Diving Into ActionMailer

Alright, so, a crash course on ActionMailer and delayed emails. When you call deliver_later on an ActionMailer email method

EmailCampaignMailer
  .campaign_email(recipient)
  .deliver_later

what happens? Well, ActionMailer enqueues an ActiveJob to deliver the email. If you read the aforementioned GitHub issue, you see that ActionMailer enqueues an ActionMailer::DeliveryJob with the following arguments:

['<MailerClass>', '<email_method>', 'deliver_now', *other_args]

So for our EmailCampaignMailer example, an ActionMailer::DeliveryJob with

['EmailCampaignMailer', 'campaign_email', 'deliver_now', recipient]

would be enqueued.

At this point, we know what we want to verify in our tests. We want to verify that an ActionMailer::DeliveryJob with a given set of arguments is enqueued.

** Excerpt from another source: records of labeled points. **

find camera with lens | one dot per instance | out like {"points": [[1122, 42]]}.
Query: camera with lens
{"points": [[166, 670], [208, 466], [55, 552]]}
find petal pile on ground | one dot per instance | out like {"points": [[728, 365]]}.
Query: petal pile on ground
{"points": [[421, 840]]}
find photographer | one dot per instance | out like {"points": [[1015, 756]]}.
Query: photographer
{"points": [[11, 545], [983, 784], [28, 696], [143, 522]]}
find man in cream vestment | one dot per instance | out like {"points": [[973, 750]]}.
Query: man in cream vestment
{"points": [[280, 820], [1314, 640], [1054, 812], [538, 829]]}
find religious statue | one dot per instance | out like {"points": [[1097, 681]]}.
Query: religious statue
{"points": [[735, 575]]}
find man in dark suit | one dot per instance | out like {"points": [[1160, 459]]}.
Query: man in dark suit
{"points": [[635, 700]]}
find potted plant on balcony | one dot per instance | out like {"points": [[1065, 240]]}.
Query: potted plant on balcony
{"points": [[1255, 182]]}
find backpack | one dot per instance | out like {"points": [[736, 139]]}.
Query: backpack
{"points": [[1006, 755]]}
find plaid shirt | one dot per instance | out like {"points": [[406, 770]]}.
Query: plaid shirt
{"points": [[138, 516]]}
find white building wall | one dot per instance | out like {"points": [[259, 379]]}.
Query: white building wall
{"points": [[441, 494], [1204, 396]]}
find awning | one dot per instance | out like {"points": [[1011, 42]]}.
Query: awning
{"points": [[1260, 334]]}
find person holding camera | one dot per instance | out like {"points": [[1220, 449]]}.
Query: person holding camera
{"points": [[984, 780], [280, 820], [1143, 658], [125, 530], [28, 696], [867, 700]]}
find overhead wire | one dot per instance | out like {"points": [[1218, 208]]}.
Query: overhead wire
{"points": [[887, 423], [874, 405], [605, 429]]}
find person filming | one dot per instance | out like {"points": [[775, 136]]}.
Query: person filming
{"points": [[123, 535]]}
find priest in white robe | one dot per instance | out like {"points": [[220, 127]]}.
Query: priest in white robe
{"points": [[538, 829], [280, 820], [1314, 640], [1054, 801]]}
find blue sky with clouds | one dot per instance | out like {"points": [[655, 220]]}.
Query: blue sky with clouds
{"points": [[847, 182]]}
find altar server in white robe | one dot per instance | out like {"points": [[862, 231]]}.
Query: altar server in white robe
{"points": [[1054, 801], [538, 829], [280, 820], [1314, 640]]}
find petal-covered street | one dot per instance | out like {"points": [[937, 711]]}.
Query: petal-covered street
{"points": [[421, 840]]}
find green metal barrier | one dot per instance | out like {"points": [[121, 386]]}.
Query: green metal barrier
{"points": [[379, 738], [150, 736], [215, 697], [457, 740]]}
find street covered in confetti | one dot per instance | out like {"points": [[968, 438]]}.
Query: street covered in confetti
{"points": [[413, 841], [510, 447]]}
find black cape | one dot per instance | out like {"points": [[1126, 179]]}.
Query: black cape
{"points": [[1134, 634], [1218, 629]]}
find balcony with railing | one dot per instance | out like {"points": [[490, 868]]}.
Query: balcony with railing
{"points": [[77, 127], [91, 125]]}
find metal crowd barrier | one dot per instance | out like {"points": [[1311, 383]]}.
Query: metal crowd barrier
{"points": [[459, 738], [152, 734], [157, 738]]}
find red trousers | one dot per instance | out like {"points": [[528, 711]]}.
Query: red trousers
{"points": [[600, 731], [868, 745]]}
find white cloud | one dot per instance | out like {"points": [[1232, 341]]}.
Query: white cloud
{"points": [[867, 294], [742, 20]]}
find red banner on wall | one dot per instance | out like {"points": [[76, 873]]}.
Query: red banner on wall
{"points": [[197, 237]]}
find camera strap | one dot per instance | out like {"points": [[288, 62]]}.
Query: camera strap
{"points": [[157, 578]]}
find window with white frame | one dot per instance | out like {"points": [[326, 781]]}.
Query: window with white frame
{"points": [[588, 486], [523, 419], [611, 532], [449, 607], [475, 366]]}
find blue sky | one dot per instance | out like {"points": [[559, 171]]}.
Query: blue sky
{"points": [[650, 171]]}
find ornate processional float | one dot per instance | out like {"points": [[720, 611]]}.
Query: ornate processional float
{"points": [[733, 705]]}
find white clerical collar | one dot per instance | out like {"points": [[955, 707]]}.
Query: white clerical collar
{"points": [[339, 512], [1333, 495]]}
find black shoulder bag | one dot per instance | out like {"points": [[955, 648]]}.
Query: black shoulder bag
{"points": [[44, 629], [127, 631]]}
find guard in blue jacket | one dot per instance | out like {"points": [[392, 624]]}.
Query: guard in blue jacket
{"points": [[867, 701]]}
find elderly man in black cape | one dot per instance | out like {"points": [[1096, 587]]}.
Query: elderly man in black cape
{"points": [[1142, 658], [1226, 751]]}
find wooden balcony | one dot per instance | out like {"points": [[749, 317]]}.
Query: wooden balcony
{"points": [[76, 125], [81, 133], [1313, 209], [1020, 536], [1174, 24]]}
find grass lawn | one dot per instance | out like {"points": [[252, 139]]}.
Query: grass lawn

Verifying Changes with a Block

Recall that the desired syntax for deliver_later_matchers was:

expect {
  EmailCampaignMailer
    .campaign_email(recipient)
    .deliver_later
}.to enqueue_email(EmailCampaign, :campaign_email)
 .with(recipient)

So the matcher needs to run the given block and verify that the block adds a matching ActionMailer::DeliveryJob to the ActiveJob queue. So, really, we need to know which jobs are added by the block and then search through those jobs to find one that matches our expected arguments.

It turns out that achieving this is not all that difficult. In deliver_later.rb, we have the matches? method (shortened for brevity here):

def matches?(block)
  existing_jobs_count = enqueued_jobs.size
  block.call
  job_range = existing_jobs_count..-1
  jobs_from_block = enqueued_jobs[job_range]

  matching_job_exists?(jobs_from_block)
end

matching_job_exists? runs through the jobs enqueued by the block and determines whether an ActionMailer::DeliveryJob exists with the expected arguments. This is actually the same strategy employed by the ActiveJob Matchers in RSpec Rails. There may have been some way to incorporate the ActiveJob matchers to avoid duplicating some logic, but I was worried that doing so would couple my gem too tightly to RSpec Rails.

Acknowlegdments

If you want to use the deliver_later_matchers gem, you can find it on RubyGems and GitHub.

Thanks to @fabn for creating the issue in RSpec Rails and sending me down the right path with regards to ActiveJob.

Thanks to the folks at RSpec for awesome documentation.

Thanks to Thoughtbot and their json_matchers gem from which I borrowed the architecture for the deliver_later_matchers gem.